The liberal justices disagreed with Alito’s textual analysis and warn that the ruling will leave migrants unable to protect their rights. 

“The Court holds that lower federal courts are powerless to issue classwide injunctive relief against the Executive Branch’s violation of noncitizens’ rights under several provisions of the Immigration and Nationality Act (INA),” Sotomayor wrote. “It reaches this conclusion in a purportedly textualist opinion that, in truth, elevates piecemeal dictionary definitions and policy concerns over plain meaning and context. I respectfully dissent from the Court’s blinkered analysis, which will leave many vulnerable noncitizens unable to protect their rights.” 

Sotomayor said the statute uses two clauses that both give lower courts the authority to offer classwide injunctive relief, but the majority disregards Congress’ language the reach a different conclusion. 

“Properly read, both clauses independently preserve the lower courts’ authority to order classwide injunctive relief compelling the Executive Branch to comply with the INA in these cases,” Sotomayor wrote. “The Court holds otherwise only by disregarding the language Congress used in §1252(f )(1) itself, elsewhere in §1252, and in the INA as a whole.” 

The dissent focuses on the practical realities of the removal and detention system. Sotomayor notes that most migrants are not familiar with the U.S. legal system or even fluent in English. These individuals face an uphill battle, the dissent claims, trying to pursue successful asylum claims. 
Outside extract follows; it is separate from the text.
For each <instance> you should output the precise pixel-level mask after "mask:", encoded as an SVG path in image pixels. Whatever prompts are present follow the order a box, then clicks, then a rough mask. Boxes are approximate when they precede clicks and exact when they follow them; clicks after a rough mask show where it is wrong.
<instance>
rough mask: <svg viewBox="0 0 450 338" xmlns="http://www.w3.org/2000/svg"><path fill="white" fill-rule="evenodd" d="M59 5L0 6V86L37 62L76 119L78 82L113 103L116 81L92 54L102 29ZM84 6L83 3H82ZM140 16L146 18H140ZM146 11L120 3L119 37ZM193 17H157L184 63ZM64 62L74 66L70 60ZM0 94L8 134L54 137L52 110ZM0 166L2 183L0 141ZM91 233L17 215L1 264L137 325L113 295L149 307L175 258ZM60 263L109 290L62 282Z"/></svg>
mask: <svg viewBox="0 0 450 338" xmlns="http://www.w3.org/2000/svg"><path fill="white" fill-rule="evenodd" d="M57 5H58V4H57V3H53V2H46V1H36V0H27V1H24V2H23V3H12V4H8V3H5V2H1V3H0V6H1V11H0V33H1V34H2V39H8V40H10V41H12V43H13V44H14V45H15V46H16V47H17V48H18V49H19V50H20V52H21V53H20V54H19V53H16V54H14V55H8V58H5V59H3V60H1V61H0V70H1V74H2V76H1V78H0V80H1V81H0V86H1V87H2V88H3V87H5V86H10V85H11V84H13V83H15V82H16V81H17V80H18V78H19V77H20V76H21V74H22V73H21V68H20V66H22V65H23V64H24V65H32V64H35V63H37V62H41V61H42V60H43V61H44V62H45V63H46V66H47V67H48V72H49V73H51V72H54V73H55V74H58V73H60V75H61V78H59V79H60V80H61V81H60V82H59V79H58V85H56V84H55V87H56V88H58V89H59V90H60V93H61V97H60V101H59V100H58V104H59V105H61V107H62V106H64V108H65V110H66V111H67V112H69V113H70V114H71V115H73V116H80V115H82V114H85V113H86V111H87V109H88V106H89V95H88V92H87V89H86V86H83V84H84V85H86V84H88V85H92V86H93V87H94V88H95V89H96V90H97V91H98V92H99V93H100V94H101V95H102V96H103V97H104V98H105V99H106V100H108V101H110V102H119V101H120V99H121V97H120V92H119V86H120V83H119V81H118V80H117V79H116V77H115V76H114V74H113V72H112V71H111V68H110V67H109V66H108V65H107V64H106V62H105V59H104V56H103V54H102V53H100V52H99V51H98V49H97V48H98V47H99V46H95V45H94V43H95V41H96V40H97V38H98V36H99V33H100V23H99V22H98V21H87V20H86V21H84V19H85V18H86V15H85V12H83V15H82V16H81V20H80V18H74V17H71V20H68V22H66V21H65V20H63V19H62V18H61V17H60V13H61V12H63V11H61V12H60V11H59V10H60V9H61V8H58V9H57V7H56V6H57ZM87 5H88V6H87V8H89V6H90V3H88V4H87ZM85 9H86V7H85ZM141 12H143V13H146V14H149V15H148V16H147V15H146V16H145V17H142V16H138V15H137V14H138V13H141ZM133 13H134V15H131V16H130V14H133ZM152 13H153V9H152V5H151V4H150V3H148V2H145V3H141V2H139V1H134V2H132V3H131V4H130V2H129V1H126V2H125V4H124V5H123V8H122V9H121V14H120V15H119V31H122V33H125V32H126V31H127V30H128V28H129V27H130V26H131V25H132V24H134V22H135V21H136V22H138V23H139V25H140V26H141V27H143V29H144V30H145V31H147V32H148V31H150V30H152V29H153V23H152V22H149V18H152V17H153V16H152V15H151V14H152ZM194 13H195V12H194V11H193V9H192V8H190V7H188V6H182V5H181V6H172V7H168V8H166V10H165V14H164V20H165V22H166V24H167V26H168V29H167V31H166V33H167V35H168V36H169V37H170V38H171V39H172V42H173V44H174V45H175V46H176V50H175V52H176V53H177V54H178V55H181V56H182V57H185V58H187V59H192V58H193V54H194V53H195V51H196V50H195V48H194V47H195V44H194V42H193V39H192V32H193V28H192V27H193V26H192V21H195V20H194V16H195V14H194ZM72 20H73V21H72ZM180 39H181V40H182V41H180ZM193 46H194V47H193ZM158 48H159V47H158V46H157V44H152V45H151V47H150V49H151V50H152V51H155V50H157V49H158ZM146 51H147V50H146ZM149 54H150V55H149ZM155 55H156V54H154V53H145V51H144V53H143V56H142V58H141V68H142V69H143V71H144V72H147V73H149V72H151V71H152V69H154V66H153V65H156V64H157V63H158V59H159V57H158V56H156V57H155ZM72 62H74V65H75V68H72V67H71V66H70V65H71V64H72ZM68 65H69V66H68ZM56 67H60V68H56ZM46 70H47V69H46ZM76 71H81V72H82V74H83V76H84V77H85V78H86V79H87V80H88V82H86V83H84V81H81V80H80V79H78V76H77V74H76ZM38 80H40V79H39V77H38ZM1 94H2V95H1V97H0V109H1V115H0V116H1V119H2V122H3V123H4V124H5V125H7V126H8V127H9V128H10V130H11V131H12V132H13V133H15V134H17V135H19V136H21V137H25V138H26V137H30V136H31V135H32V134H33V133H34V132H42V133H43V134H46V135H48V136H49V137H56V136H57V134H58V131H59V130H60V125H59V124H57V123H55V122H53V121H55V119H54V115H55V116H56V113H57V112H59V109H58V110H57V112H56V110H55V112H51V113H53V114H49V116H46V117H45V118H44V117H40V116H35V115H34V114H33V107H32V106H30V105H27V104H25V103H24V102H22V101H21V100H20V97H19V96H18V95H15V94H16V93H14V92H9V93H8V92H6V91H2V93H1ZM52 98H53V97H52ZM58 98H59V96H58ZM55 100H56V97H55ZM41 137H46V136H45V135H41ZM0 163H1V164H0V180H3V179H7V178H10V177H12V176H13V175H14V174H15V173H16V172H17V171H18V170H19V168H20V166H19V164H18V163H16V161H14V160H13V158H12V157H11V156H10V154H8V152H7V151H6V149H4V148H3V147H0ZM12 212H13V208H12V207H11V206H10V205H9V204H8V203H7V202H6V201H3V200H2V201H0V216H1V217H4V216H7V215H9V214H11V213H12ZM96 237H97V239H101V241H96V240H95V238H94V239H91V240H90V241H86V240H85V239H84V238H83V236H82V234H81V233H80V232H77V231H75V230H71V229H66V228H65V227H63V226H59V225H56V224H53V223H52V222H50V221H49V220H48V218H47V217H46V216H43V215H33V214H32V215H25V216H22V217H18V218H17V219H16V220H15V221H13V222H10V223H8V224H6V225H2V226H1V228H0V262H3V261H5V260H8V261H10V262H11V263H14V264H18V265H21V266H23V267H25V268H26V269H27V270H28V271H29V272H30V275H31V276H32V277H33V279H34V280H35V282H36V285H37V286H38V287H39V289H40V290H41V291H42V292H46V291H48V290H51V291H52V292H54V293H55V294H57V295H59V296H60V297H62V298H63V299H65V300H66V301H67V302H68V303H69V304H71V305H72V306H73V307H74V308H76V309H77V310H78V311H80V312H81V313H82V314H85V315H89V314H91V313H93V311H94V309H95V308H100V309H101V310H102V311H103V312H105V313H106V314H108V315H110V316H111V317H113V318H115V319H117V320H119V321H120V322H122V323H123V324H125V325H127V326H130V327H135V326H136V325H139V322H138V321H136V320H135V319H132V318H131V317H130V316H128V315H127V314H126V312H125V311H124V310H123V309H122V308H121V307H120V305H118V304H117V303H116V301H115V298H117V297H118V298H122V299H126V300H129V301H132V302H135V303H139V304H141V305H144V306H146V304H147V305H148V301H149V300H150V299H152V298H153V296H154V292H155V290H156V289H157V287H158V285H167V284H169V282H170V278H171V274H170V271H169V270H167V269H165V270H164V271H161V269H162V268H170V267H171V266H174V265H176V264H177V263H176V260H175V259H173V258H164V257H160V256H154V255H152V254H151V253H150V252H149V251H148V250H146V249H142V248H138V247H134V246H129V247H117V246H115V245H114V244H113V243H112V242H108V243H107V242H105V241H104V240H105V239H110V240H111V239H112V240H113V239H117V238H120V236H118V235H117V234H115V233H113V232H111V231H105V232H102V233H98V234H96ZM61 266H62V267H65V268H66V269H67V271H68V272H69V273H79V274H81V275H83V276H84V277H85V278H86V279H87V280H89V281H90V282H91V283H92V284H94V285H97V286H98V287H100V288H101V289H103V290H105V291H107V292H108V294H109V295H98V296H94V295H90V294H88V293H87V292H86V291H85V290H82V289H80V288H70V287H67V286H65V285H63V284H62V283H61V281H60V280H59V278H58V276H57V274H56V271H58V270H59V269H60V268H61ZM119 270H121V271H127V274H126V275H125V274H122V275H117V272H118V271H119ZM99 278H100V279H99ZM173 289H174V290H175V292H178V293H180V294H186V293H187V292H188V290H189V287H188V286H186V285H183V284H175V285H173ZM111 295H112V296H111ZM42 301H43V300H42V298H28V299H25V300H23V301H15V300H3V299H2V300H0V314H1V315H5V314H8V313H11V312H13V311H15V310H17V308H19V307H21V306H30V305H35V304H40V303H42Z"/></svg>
“It is one matter to expect noncitizens facing these obstacles to defend against their removal in immigration court,” Sotomayor wrote. “It is another entirely to place upon each of them the added burden of contesting systemic violations of their rights through discrete, collateral, federal-court proceedings. In a great many cases, the inevitable consequence of barring classwide injunctive relief will be that those violations will go unremedied, except as to the few fortunate enough to afford competent collateral counsel or to secure vigorous pro bono representation. The burdens will fall on those least able to vindicate their rights, as well as the law firms and nonprofit organizations that will endeavor to assist as many of these noncitizens as their capacity permits.”